Ich halte Abraham, obwohl er sich in seinem letzten Kampf wirklich nicht mit Ruhm bekleckert hat, für einen Boxer, der das Potential hat, ein ganz Großer zu werden. Heute spreche ich es aus: Ich habe schon immer gewusst, dass aus Arthur Abraham ein ganz großer Boxer wird.
Natürlich ist das gelogen. Ich habe es nicht schon immer gewusst. Aber ich habe es mir schon gedacht, als Abraham erst ganz wenige Profikämpfe absolviert hatte. Das Gym von Sauerland Event befand sich damals in einer umgebauten Schwimmhalle in unmittelbarer Nähe des Müngersdorfer Stadions in Köln. Ich war mit Markus Beyer zu einem Interview verabredet. Wenn es sich einrichten ließ, habe ich mir immer das ganze Training angesehen, um einen Eindruck von den einzelnen Boxern und von der Gruppendynamik zu bekommen.
Ein Sparring sollte die morgendliche Trainingseinheit abschließen. Arthur Abraham war als Letzter dran. Acht Runden Sparring standen auf dem Trainingsplan, der mit Tesafilm an eine Glastüre geklebt war. Die ersten vier Runden sparrte Abraham, der Mittelgewichtler, mit dem Sparringspartner von Markus Beyer, also einem Super Mittelgewichtler. Abraham sah gut aus, aber er beeindruckte mich nicht wirklich. Danach sparrte er mit dem Sparringspartner von Kai Kurzawa, also einem Halbschwergewichtler. Auch hier sah er gut aus, sogar besser als in den vorangegangenen Runden. Er ging sichtlich bis an seine Grenze und am Ende der achten und letzten Runde schnappte er schwer nach Luft.
Abraham kletterte gerade durch die Seile, als sein Trainer Ulli Wegner rief: „Arthur was machst du da? Du bist noch nicht fertig. Du musst noch vier Runden machen!“ Es folgte eines von jenen Geplänkeln zwischen Wegner und Abraham, die heute Kult sind. Abraham blieb im Ring.

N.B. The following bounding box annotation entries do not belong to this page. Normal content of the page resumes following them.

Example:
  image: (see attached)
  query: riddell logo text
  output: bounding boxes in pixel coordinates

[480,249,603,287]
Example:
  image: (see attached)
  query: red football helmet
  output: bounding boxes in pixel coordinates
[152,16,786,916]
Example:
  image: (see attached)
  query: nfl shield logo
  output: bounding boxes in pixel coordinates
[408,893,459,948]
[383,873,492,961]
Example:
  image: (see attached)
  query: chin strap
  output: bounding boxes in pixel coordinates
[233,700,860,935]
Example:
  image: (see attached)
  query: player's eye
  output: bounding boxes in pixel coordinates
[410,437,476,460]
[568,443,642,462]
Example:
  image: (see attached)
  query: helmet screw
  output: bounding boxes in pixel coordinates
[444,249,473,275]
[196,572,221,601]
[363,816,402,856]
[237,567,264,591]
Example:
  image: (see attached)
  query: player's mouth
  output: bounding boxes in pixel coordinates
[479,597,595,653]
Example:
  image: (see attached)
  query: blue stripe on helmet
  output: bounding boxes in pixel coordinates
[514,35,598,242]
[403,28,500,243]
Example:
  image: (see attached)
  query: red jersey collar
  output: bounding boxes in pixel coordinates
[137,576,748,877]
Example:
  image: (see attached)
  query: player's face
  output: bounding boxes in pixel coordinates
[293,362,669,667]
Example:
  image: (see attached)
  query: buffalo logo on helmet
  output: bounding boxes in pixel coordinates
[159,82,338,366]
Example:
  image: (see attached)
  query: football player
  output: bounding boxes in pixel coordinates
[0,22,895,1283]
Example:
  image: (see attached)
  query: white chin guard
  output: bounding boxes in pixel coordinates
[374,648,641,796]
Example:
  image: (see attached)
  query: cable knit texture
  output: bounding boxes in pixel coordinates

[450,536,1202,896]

Jetzt wurde es wirklich interessant. Zum einen hatte sich Abraham schon vorher komplett verausgabt. Zum anderen bekam er als Gegner einen Cruisergewichtler, also jemanden, der drei Gewichtsklassen höher boxt. Er quälte sich. Er war am Ende, aber immer wenn sein Gegenüber nur eine Sekunde inne hielt, um Luft zu holen oder einen Fehler machte, explodierte er. Abraham war sichtlich wütend auf seinen Trainer. Er kämpfte seinen Gegner, der größer, schwerer und erholter war als er, nieder. Er begnügte sich nicht damit, jede Runde zu gewinnen, er wollte seinen Sparringspartner zu Boden schlagen. Das schaffte er zwar nicht, aber ich war trotzdem sehr beeindruckt. Es war das beeindruckenste Training, das ich jemals gesehen habe.

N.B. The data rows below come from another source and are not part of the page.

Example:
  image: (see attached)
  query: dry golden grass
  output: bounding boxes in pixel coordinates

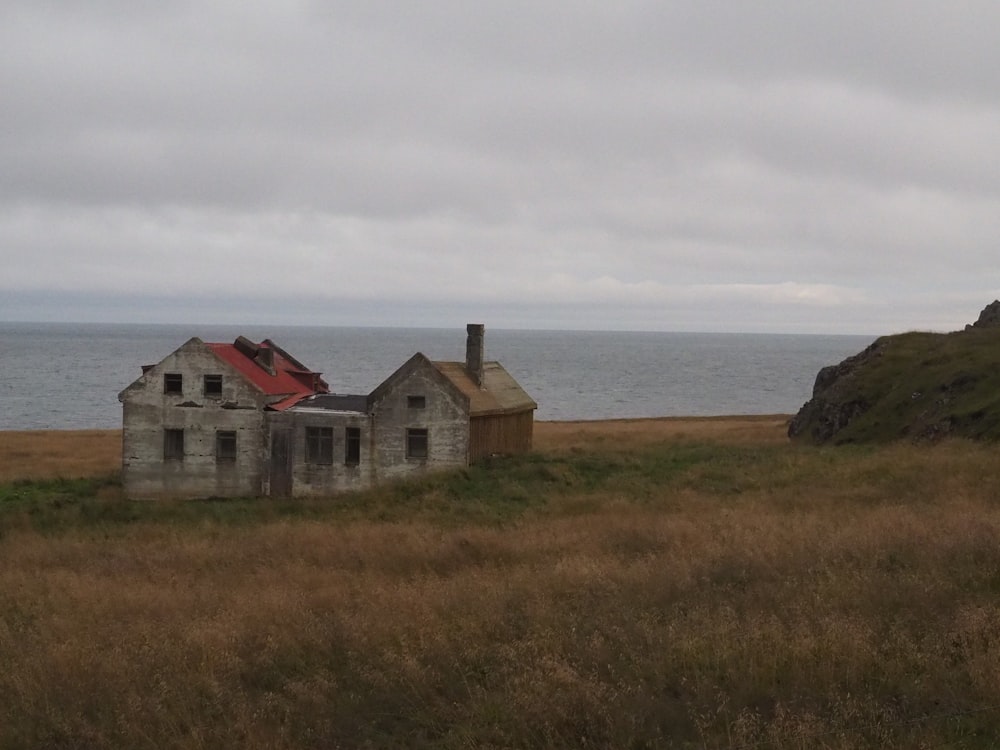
[0,430,122,482]
[0,416,788,482]
[534,414,790,452]
[0,426,1000,750]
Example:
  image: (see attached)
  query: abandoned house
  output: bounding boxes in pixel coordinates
[118,324,537,499]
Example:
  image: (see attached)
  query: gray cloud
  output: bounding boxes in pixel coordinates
[0,0,1000,333]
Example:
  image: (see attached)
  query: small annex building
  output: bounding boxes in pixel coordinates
[118,324,537,499]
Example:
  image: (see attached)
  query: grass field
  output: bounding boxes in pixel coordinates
[0,417,1000,748]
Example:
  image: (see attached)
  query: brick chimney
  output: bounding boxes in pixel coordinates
[465,323,486,387]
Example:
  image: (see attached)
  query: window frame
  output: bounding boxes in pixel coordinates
[202,373,222,398]
[163,372,184,396]
[163,427,184,461]
[305,425,333,466]
[215,430,239,464]
[344,427,361,466]
[406,427,431,461]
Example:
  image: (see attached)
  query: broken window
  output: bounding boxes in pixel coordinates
[163,372,184,393]
[205,375,222,396]
[215,430,236,464]
[163,429,184,461]
[344,427,361,466]
[406,427,427,458]
[306,427,333,464]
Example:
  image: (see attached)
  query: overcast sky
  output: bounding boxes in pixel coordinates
[0,0,1000,334]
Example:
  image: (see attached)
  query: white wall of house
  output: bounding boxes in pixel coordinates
[372,363,469,481]
[122,339,265,499]
[286,409,375,497]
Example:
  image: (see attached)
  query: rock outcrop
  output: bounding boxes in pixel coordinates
[788,340,882,443]
[965,300,1000,331]
[788,300,1000,443]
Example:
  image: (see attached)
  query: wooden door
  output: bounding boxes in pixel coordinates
[271,427,292,497]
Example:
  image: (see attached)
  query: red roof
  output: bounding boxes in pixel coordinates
[207,337,330,410]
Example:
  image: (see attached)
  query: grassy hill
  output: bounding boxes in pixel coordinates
[789,327,1000,443]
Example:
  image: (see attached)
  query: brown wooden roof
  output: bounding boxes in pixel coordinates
[432,362,538,417]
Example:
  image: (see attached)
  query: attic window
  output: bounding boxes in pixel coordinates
[163,372,184,393]
[215,430,236,464]
[306,427,333,464]
[163,429,184,461]
[406,427,427,459]
[205,375,222,396]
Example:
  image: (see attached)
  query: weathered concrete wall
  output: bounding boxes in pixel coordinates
[122,339,265,499]
[289,411,375,497]
[373,363,469,481]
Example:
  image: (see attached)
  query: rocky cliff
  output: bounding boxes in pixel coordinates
[788,301,1000,443]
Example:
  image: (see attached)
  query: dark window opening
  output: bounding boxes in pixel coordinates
[406,427,427,458]
[163,372,184,393]
[205,375,222,396]
[215,430,236,464]
[344,427,361,466]
[163,430,184,461]
[306,427,333,464]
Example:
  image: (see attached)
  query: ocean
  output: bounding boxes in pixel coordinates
[0,323,872,430]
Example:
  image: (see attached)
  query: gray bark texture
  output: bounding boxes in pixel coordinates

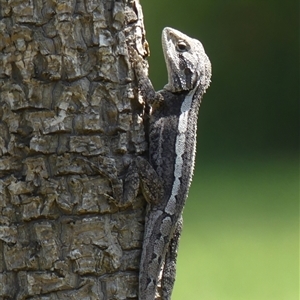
[0,0,148,300]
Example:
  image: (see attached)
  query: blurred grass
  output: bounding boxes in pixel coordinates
[172,157,299,300]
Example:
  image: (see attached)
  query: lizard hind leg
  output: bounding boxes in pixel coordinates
[160,217,183,300]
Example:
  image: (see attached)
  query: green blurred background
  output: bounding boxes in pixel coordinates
[141,0,299,300]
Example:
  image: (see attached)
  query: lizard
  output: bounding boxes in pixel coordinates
[129,27,211,300]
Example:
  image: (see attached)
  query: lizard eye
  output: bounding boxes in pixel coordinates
[176,40,188,52]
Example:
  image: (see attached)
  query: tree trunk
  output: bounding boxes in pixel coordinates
[0,0,148,300]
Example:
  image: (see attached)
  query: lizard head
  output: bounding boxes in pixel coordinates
[162,27,211,93]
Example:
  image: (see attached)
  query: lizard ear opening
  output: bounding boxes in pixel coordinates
[176,40,190,52]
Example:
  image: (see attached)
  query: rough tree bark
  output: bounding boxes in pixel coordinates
[0,0,148,300]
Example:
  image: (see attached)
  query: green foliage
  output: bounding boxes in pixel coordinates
[142,0,299,158]
[142,0,299,300]
[173,159,299,300]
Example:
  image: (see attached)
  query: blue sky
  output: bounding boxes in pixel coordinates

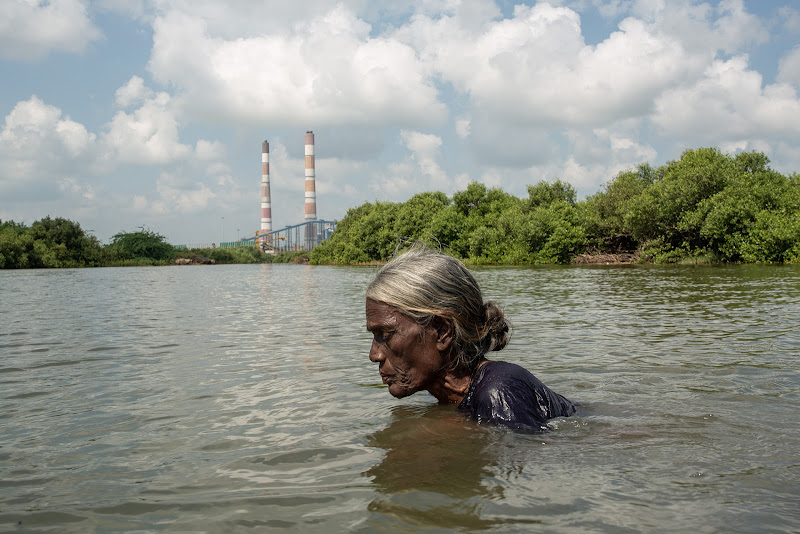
[0,0,800,243]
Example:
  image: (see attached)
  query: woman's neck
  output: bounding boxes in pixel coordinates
[428,359,489,404]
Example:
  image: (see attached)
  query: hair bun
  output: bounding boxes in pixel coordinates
[483,301,510,352]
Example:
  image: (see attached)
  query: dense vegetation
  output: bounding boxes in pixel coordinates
[0,148,800,268]
[311,148,800,264]
[0,217,308,269]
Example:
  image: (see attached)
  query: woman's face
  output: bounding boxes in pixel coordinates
[367,299,444,398]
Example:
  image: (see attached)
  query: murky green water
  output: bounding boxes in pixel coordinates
[0,265,800,532]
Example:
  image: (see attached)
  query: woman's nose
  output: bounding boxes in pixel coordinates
[369,340,386,363]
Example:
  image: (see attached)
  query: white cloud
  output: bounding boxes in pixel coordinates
[150,172,217,214]
[149,6,445,125]
[397,3,701,126]
[0,0,102,61]
[652,57,800,146]
[0,95,96,182]
[114,76,153,108]
[103,93,192,165]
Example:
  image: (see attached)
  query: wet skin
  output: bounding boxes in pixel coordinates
[366,299,469,402]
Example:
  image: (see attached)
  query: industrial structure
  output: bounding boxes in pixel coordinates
[305,130,317,221]
[261,141,272,234]
[250,130,336,252]
[175,130,336,253]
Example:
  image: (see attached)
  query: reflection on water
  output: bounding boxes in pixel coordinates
[0,265,800,532]
[365,404,498,529]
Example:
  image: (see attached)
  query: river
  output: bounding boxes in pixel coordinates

Von diesem Tag an wusste ich: Arthur Abraham hat das Zeug dazu, ein ganz Großer werden. Abraham war ein Boxer, der anderen, auch wenn sie besser waren, seinen Willen aufzwingen konnte und dadurch in der Lage, sie zu besiegen. Wenn Abraham es schafft, wieder dieser harte und hungrige Boxer zu werden, dann wird er es auch wieder schaffen, erfolgreich zu sein, auch gegen sehr gute Gegner.